Zur Bauplatzvergabe für Einfamilienhäuser gibt es ein dreistufiges Modell. Die Hälfte der Plätze wird zum reellen, aktuell fortgeschriebenen Bodenrichtwert (circa 15 Prozent unter dem Verkehrswert) angeboten. Weitere 30 Prozent der Bauplätze werden im Losverfahren zum Verkehrswert vergeben. Die restlichen 20 Prozent werden im Bieterverfahren angeboten, wobei das Mindestgebot dem Verkehrswert entsprechen muss.

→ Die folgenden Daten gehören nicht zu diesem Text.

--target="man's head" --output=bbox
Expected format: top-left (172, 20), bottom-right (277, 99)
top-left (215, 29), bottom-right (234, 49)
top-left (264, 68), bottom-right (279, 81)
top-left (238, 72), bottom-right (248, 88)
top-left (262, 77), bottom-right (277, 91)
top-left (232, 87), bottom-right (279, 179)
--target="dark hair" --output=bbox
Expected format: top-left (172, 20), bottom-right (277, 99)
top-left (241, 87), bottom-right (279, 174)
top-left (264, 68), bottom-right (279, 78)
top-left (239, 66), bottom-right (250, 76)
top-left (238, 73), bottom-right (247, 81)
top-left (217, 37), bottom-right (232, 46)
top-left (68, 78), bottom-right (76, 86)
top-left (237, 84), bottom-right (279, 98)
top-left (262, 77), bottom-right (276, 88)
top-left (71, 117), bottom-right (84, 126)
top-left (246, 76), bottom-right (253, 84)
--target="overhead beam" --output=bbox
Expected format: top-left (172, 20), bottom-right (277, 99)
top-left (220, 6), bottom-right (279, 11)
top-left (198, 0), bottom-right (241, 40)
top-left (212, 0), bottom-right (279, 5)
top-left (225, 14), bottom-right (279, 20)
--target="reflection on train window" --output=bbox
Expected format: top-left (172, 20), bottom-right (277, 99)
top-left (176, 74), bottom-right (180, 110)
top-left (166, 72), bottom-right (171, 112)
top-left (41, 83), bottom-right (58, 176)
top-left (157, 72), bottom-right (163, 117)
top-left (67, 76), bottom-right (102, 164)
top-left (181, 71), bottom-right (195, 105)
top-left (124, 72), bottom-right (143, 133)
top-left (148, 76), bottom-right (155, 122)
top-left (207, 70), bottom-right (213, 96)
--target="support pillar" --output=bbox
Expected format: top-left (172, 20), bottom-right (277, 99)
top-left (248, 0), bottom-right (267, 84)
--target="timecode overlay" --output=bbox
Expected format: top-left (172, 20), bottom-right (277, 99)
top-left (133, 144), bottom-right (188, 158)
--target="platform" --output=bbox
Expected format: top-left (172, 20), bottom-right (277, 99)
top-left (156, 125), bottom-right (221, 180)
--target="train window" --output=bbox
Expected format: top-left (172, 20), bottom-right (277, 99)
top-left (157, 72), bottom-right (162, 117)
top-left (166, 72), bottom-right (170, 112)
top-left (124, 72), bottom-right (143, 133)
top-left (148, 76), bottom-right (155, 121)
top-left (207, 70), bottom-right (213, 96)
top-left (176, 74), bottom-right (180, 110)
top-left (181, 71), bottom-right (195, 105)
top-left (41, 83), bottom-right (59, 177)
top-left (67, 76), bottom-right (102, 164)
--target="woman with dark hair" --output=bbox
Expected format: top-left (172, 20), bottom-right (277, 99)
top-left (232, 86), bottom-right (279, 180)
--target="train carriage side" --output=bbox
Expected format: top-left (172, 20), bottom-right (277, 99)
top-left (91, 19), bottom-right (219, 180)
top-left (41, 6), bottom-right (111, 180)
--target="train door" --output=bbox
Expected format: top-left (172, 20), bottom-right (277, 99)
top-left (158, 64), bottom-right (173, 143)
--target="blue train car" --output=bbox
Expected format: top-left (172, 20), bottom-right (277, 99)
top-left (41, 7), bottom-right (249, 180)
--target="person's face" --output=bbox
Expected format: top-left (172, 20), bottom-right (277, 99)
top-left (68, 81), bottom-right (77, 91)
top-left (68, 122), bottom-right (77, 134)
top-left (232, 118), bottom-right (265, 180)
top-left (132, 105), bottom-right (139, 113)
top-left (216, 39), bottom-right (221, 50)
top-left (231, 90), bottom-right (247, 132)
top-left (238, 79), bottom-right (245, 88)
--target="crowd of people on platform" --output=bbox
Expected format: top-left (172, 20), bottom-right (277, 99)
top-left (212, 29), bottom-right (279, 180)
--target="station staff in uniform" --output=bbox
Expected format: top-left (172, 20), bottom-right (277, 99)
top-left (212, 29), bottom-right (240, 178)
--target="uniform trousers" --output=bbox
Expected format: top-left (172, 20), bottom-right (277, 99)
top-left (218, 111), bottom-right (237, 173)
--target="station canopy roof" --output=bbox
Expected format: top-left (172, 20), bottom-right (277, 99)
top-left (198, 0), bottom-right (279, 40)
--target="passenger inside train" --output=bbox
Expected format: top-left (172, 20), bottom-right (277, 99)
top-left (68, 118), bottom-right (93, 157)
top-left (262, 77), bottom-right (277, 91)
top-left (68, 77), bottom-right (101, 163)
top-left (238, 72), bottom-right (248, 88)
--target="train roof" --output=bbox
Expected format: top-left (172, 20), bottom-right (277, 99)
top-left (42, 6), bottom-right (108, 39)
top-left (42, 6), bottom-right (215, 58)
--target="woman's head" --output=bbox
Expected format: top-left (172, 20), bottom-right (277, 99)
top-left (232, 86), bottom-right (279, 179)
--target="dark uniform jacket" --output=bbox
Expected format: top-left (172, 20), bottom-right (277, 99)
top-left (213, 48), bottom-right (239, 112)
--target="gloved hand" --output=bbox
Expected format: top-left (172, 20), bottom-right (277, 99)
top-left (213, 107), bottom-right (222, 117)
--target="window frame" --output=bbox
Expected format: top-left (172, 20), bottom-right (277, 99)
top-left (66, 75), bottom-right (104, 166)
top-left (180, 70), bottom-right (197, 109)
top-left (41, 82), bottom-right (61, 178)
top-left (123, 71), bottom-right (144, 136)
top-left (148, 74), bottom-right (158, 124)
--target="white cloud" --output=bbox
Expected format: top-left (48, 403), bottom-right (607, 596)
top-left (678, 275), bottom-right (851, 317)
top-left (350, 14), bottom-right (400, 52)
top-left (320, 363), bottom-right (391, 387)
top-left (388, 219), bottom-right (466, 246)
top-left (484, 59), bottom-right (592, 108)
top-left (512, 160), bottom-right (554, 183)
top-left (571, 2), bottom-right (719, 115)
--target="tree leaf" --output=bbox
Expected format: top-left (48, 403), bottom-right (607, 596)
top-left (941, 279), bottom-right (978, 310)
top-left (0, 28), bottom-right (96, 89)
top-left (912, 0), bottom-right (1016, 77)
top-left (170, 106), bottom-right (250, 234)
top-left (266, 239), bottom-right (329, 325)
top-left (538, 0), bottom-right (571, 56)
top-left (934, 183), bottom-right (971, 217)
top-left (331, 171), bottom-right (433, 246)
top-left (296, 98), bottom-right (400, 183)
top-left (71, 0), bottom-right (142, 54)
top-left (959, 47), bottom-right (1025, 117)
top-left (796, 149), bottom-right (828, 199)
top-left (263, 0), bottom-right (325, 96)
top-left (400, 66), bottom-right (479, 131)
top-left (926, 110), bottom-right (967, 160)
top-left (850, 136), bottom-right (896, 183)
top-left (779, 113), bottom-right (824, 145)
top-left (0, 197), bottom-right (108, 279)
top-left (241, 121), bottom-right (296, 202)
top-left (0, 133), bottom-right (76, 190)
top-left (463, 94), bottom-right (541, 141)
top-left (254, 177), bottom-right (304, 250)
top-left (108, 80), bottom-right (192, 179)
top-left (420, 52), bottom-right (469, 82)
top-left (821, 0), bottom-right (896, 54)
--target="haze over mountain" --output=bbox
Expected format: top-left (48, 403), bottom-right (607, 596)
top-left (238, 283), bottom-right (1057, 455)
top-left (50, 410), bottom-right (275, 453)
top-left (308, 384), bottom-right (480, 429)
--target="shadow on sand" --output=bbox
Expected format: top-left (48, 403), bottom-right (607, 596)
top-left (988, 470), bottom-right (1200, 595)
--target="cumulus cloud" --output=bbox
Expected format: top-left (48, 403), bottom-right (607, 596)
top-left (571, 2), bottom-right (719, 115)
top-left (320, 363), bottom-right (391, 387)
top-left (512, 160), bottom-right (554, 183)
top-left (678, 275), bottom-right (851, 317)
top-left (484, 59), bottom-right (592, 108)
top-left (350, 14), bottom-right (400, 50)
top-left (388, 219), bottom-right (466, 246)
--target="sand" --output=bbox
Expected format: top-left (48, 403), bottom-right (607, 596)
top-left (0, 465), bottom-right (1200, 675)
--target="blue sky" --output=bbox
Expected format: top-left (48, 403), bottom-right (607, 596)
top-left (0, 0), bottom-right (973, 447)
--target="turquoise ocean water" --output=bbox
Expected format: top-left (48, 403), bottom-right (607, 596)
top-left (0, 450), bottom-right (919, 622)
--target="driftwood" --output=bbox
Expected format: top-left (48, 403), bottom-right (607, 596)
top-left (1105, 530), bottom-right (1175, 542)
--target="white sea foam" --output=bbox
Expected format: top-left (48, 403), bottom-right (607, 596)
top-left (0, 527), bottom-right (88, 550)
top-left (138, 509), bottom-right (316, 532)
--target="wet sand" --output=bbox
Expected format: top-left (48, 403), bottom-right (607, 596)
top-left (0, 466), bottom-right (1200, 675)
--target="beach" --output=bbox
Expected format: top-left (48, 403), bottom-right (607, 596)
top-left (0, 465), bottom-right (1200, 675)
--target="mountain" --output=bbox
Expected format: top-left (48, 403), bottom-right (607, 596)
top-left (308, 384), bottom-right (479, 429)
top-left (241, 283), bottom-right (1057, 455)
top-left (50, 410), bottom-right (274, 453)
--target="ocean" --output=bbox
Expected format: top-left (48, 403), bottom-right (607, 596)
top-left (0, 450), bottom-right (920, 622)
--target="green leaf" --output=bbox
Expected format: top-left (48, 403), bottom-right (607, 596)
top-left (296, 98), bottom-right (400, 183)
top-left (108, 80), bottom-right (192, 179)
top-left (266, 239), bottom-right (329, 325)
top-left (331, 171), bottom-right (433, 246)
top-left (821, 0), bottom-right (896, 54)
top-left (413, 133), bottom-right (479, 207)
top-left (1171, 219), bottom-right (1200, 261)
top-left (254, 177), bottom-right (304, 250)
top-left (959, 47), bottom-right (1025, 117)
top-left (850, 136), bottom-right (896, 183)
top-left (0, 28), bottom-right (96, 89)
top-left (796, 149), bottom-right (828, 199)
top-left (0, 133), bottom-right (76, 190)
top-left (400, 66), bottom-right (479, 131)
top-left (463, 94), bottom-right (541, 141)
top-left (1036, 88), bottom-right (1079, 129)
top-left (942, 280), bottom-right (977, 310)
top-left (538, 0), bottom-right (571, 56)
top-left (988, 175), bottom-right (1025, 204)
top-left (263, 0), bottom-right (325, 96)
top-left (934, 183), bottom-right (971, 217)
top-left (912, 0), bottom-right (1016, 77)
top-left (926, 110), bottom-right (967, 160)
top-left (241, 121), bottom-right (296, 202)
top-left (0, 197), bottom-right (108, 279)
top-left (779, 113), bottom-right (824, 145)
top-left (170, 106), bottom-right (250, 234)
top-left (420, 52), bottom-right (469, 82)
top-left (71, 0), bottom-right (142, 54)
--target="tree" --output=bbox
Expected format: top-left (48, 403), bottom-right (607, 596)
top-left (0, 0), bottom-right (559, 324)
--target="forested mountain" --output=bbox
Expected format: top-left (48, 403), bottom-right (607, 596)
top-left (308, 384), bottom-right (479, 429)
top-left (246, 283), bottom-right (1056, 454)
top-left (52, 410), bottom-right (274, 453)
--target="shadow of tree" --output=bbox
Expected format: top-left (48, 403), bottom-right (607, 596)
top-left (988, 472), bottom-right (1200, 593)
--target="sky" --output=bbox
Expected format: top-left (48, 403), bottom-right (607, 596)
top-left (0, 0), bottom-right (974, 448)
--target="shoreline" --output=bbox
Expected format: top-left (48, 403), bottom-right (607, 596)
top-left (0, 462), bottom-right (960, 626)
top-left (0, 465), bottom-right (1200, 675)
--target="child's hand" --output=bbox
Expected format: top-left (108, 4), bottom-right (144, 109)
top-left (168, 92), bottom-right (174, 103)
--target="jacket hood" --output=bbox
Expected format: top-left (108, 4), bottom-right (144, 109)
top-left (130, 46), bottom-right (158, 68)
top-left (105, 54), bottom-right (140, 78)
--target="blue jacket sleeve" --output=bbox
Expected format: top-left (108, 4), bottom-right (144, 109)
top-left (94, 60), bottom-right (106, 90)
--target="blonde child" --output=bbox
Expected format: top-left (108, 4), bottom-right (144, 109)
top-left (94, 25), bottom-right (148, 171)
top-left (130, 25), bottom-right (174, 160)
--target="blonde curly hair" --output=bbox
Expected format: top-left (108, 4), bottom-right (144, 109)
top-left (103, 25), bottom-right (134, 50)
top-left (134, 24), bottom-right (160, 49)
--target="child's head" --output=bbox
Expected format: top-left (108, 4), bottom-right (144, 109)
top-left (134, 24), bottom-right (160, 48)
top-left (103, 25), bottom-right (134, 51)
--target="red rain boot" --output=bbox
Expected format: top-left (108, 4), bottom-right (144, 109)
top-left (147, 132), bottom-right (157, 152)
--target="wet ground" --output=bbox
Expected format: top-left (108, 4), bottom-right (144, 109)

Für Grundstücke, die nach Vergaberichtlinien vergeben werden, gelten spezielle Kriterien.  Überraschend kam im Ratsgremium das Nein der SPD-Fraktion zur Vergabe gegen Höchstgebot. „Wir wollen uns nicht an der Preistreiberei beteiligen“, sagte Fraktionschef Edmund Mannes, worauf die CSU die Sitzung unterbrechen ließ, um über die neue Situation zu beraten. Danach wurde mehrheitlich beschlossen, dass es beim vorgeschlagenen Drei-Stufen-Modell bleibt. „Eine anonyme Angebotsabgabe ist keine Preistreiberei“, stellte Zweiter Bürgermeister Klaus Förster (CSU) fest; die Mehreinnahmen könne der städtische Haushalt gut brauchen.

Für Doppelhaus-Bauplätze gelten gesonderte Regeln, denn es können sich zunächst ausschließlich Bauherrengemeinschaften bewerben.